Notice, however, that Wittgenstein’s examples are examples where it is difficult to
imagine much of importance being at stake in whether or not we agree to the extension of the
term. It is difficult to imagine a conversation in which whether a child tossing a ball against a
wall and catching it (say) constitutes a game, or whether a barstool constitutes a chair, matters.
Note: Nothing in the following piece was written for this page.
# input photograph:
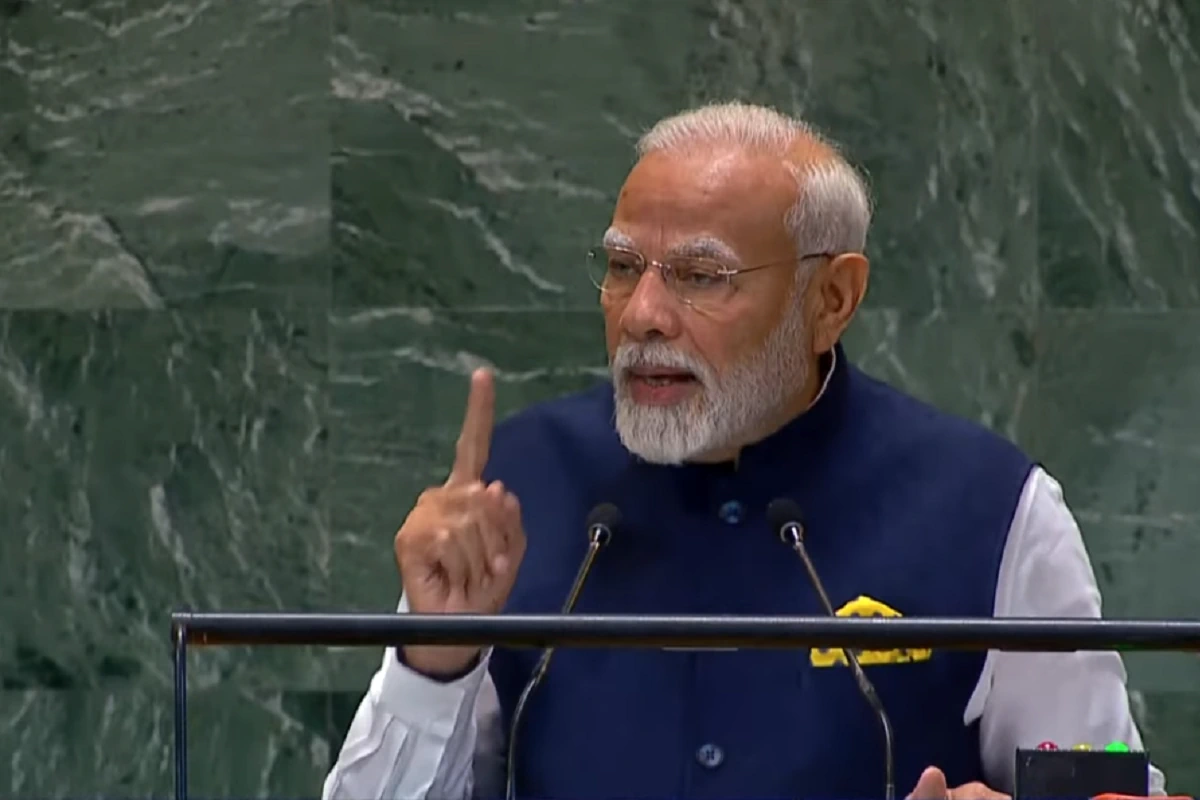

This is not to say that we cannot imagine such cases. But for the most part, it does not matter,
with regard to these terms, what we say, so long as we understand one another. You may insist,
and I may deny, that the child is playing a game. But if you give me your reasons for saying so
(“it involves using a ball with skill”, maybe), then I can say that while I don’t agree, I can see
your reasons for saying so, and as long as there are no misunderstandings when we are speaking
of games in other contexts, you can call it a game if you wish. Or I may want to count a barstool
as a chair because a person can sit on it, whereas you think it must be the sort of thing a person
can sit in. But, again, it is as we wish, so long as we know what the other means. When nothing
of importance hangs on whether the particular before us is an example of an x, the standard of
reasonableness in calling it an x is correspondingly weak.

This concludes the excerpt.